= San Shek Wan, Lantau South =

Village in Lantau South, Hong Kong

San Shek Wan (䃟石灣) is a small village located on Lantau Island, Hong Kong.

On the most prominent hill west of the village itself, is a campsite managed by the Hong Kong Young Women's Christian Association.

The village has a resident population of around 50 people, of which over half are expatriates.

==Administration==
San Shek Wan is one of the villages represented within the South Lantao Rural Committee. For electoral purposes, San Shek Wan is part of the Lantau constituency, which is currently represented by Randy Yu Hon-kwan.

==Village representatives==
Only 11 residents, including children, meet the 'indigenous' criteria that has traditionally determined who is allowed to vote for village representatives (the 'Indigenous Inhabitant Representative'), that is men whose families have been in the village since 1889.

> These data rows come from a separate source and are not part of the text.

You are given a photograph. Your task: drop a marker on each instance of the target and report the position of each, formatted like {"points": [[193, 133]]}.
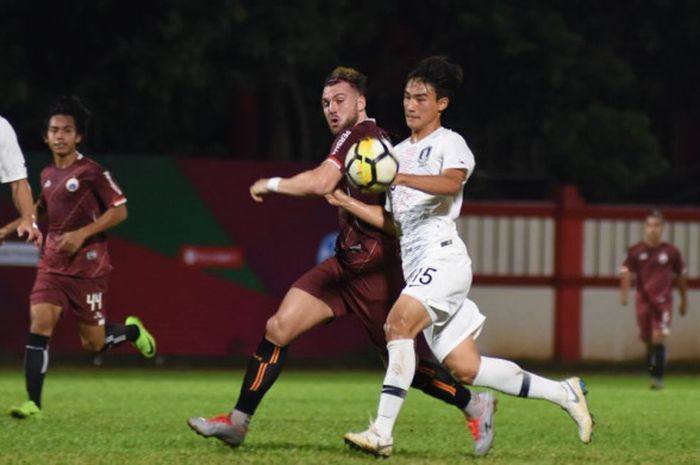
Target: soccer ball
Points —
{"points": [[371, 164]]}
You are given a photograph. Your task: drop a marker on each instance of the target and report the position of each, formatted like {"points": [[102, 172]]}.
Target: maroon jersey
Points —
{"points": [[359, 244], [655, 269], [72, 198]]}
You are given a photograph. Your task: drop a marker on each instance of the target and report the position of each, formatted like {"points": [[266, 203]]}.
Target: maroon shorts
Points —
{"points": [[84, 297], [653, 317], [369, 294]]}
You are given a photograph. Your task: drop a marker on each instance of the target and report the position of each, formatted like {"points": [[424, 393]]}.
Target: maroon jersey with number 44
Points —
{"points": [[656, 269], [72, 198]]}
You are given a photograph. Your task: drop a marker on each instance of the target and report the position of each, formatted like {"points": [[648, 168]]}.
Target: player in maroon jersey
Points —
{"points": [[656, 266], [80, 201], [364, 277]]}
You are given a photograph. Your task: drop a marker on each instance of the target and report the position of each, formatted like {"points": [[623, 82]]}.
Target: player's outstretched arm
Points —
{"points": [[72, 241], [371, 214], [22, 196], [318, 181]]}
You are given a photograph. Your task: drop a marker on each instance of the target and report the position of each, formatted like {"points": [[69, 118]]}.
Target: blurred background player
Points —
{"points": [[423, 203], [364, 277], [14, 172], [656, 266], [81, 201]]}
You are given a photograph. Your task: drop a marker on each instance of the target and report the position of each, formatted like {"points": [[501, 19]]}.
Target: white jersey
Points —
{"points": [[424, 221], [12, 165]]}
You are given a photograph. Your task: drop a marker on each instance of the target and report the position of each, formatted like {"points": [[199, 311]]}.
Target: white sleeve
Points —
{"points": [[456, 154], [12, 165]]}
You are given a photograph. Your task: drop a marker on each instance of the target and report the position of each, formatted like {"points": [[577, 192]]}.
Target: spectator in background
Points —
{"points": [[656, 266], [14, 172]]}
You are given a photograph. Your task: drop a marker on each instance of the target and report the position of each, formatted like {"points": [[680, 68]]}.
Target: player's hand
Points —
{"points": [[258, 189], [337, 198], [71, 241], [32, 232]]}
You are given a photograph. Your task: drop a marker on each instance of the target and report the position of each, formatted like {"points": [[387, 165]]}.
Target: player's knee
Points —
{"points": [[41, 323], [465, 374], [395, 330], [92, 346], [277, 330]]}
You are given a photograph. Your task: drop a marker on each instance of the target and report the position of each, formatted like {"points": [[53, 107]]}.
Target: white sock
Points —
{"points": [[507, 377], [399, 374], [240, 418]]}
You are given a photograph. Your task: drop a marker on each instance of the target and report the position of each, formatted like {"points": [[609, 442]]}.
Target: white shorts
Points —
{"points": [[441, 283]]}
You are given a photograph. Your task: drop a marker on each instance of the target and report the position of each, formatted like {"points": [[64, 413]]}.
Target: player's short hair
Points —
{"points": [[350, 75], [439, 72], [655, 213], [70, 105]]}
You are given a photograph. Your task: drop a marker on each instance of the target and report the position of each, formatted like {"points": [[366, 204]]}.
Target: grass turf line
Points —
{"points": [[123, 416]]}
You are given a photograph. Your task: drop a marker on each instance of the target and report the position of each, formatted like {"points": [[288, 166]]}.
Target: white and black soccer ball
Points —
{"points": [[371, 164]]}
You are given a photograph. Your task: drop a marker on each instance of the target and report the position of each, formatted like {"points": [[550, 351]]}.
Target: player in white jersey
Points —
{"points": [[14, 172], [424, 201]]}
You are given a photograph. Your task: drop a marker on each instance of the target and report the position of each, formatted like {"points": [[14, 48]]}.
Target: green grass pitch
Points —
{"points": [[122, 416]]}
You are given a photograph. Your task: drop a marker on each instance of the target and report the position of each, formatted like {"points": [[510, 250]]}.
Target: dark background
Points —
{"points": [[600, 94]]}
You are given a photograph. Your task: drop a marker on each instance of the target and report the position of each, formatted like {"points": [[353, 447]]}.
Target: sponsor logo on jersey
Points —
{"points": [[72, 184], [424, 155]]}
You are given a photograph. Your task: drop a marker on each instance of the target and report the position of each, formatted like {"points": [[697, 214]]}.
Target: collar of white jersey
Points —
{"points": [[437, 130]]}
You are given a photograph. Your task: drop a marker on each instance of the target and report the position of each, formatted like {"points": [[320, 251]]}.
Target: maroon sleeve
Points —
{"points": [[106, 188], [629, 262]]}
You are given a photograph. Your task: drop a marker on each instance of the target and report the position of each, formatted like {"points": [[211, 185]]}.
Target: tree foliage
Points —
{"points": [[601, 94]]}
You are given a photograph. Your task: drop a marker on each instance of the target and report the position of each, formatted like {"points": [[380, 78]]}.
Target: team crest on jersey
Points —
{"points": [[424, 155], [72, 184]]}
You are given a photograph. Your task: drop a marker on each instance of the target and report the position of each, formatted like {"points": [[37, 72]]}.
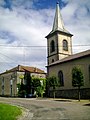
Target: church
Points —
{"points": [[61, 60]]}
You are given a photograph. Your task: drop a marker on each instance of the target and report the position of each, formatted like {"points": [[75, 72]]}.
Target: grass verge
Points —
{"points": [[9, 112]]}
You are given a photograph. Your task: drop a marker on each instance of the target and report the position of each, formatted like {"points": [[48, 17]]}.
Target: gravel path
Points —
{"points": [[49, 109]]}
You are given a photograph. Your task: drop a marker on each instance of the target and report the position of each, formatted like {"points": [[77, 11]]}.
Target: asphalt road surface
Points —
{"points": [[49, 109]]}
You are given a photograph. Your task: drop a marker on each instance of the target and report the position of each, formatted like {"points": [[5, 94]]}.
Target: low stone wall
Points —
{"points": [[71, 93]]}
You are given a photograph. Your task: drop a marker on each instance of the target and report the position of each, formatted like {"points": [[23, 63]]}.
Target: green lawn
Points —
{"points": [[9, 112]]}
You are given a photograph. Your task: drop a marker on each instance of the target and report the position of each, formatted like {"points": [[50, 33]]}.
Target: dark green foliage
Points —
{"points": [[52, 82], [8, 112], [28, 80], [39, 86]]}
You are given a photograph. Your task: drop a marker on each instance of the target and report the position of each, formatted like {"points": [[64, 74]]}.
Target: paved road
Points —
{"points": [[49, 109]]}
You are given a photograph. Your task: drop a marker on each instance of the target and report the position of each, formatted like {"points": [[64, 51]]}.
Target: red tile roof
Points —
{"points": [[72, 57], [25, 68]]}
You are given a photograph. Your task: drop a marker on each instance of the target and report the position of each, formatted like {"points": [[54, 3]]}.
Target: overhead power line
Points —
{"points": [[41, 46]]}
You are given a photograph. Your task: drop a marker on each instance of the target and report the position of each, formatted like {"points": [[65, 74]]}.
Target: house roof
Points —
{"points": [[71, 57], [25, 68]]}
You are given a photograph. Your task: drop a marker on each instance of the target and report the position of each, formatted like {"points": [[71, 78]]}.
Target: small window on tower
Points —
{"points": [[61, 78], [52, 46], [52, 60], [65, 45]]}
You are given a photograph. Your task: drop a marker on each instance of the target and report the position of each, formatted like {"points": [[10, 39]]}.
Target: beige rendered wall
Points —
{"points": [[67, 67]]}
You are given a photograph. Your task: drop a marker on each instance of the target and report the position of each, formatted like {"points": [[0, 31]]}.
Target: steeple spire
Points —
{"points": [[58, 21]]}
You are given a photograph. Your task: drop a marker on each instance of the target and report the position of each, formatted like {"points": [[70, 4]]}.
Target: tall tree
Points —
{"points": [[77, 79], [52, 82], [28, 81]]}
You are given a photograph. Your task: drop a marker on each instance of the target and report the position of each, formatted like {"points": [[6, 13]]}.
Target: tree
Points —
{"points": [[28, 81], [39, 85], [52, 82], [77, 79]]}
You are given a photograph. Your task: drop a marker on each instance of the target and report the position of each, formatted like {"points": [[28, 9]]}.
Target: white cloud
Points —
{"points": [[77, 20], [27, 28]]}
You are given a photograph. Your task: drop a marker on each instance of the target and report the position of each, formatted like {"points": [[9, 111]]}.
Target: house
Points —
{"points": [[12, 77], [61, 61]]}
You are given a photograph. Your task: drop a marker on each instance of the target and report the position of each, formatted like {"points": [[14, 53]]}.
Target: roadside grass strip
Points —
{"points": [[9, 112]]}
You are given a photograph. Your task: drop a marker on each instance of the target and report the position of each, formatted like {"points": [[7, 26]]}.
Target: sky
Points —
{"points": [[25, 23]]}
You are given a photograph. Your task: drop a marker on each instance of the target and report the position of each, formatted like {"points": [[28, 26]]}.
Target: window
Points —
{"points": [[52, 60], [65, 45], [52, 46], [61, 78]]}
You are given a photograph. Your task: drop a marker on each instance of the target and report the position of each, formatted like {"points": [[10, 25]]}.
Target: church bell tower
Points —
{"points": [[59, 40]]}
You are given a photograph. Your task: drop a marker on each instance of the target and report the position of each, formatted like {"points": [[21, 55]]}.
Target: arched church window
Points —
{"points": [[52, 46], [61, 78], [65, 45]]}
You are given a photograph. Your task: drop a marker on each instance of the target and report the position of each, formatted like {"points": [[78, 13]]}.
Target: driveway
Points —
{"points": [[49, 109]]}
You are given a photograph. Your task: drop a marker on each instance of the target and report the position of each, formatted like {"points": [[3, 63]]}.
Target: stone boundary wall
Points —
{"points": [[71, 93]]}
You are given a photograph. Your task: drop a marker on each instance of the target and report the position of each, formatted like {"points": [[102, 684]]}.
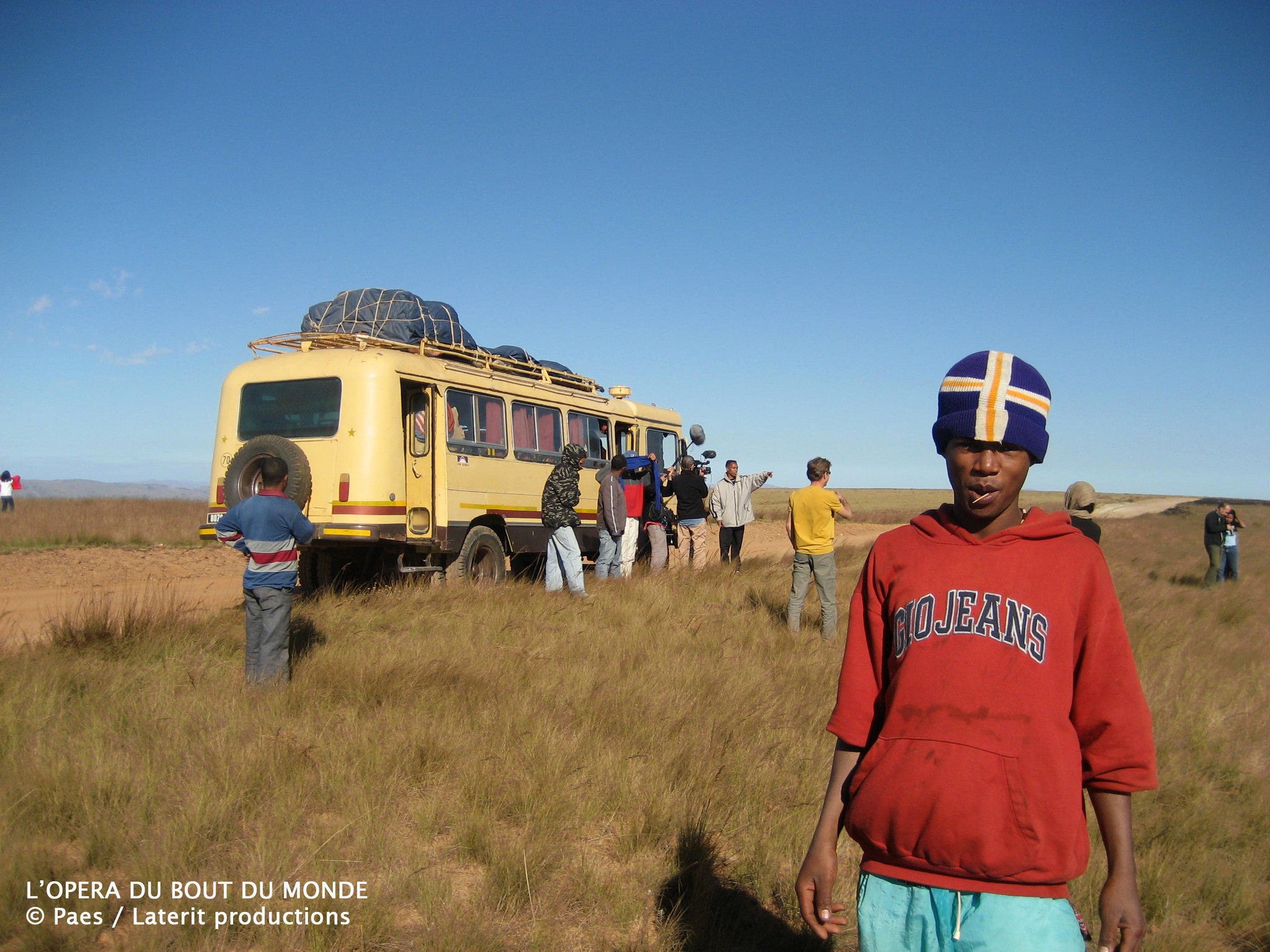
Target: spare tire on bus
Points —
{"points": [[482, 560], [243, 477]]}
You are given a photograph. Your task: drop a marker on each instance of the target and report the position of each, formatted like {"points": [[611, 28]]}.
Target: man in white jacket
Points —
{"points": [[730, 506]]}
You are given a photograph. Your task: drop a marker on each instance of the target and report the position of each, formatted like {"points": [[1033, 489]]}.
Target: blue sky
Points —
{"points": [[784, 220]]}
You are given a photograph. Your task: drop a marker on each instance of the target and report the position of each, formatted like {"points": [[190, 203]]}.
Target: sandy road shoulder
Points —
{"points": [[37, 586]]}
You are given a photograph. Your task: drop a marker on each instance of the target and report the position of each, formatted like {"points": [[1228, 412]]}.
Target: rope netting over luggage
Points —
{"points": [[388, 315], [399, 318]]}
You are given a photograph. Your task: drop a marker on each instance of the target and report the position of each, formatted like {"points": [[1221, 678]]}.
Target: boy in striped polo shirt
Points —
{"points": [[267, 528]]}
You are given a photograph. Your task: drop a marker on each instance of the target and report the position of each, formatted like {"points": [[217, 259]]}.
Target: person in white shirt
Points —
{"points": [[730, 507]]}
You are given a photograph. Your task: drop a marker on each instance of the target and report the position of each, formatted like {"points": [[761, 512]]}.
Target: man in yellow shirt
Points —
{"points": [[810, 531]]}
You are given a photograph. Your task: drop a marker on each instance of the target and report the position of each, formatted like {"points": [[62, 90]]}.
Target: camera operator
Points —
{"points": [[690, 488]]}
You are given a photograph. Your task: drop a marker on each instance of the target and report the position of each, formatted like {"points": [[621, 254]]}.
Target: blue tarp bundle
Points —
{"points": [[389, 315], [520, 353]]}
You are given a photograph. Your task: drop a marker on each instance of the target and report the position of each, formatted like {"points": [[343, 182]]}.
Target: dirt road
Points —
{"points": [[40, 586]]}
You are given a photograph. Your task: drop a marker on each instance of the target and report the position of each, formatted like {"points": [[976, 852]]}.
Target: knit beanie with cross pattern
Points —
{"points": [[995, 398]]}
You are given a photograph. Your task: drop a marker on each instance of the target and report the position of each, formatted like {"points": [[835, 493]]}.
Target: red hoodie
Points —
{"points": [[987, 681]]}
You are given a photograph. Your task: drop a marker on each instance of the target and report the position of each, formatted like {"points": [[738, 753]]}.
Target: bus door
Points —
{"points": [[419, 404]]}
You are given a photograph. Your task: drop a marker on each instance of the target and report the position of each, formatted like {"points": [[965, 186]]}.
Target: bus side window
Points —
{"points": [[419, 425], [592, 434], [626, 442], [662, 442], [474, 423]]}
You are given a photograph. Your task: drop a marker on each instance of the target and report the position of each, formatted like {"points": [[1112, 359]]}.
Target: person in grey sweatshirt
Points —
{"points": [[611, 521], [733, 511]]}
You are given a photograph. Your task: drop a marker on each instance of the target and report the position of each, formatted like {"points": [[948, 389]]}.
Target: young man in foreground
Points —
{"points": [[267, 528], [987, 679]]}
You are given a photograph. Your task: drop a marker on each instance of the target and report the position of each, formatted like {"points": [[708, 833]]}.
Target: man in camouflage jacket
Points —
{"points": [[559, 496]]}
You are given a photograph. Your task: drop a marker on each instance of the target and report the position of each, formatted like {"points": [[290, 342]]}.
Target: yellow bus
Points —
{"points": [[419, 459]]}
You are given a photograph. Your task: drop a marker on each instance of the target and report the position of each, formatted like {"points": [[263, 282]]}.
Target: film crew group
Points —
{"points": [[631, 491], [267, 528]]}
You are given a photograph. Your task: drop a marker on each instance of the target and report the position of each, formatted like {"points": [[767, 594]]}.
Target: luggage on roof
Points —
{"points": [[389, 315], [520, 353]]}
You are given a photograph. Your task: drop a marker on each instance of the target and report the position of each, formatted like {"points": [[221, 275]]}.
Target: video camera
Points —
{"points": [[698, 436]]}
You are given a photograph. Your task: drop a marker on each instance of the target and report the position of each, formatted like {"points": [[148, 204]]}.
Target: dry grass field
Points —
{"points": [[510, 770], [56, 523], [898, 506]]}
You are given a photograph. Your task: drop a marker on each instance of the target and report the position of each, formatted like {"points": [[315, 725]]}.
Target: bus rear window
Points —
{"points": [[290, 408]]}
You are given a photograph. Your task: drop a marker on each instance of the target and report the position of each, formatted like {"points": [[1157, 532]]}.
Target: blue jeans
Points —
{"points": [[904, 917], [564, 557], [1230, 563], [269, 635], [609, 563]]}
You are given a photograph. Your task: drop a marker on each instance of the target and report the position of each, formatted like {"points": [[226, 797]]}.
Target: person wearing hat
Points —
{"points": [[987, 683], [1078, 501], [561, 494]]}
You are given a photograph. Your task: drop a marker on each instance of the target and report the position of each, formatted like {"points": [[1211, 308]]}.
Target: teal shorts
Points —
{"points": [[904, 917]]}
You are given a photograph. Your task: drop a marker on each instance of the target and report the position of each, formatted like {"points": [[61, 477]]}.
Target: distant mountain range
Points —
{"points": [[93, 489]]}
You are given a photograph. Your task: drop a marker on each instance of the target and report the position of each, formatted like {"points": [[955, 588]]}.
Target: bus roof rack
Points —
{"points": [[283, 343]]}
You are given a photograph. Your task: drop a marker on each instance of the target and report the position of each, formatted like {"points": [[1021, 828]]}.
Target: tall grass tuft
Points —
{"points": [[511, 770], [110, 620]]}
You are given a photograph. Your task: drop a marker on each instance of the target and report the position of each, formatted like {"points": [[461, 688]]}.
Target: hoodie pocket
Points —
{"points": [[949, 806]]}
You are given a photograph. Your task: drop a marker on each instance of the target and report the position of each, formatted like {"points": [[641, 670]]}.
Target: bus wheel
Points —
{"points": [[482, 559]]}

Following a 2003 landmark ruling by the Court of Final Appeal, a second village chief (the 'Residents Representative') has been elected by all residents, including indigenous ones. Elections for both posts are held every three years, and voters are only eligible if they have resided in the village for a minimum of three years and hold the right of abode in Hong Kong.

The current village chiefs are Mo Kam-Tong (Indigenous Inhabitant Representative) and Kevin Rushton (Resident Representative).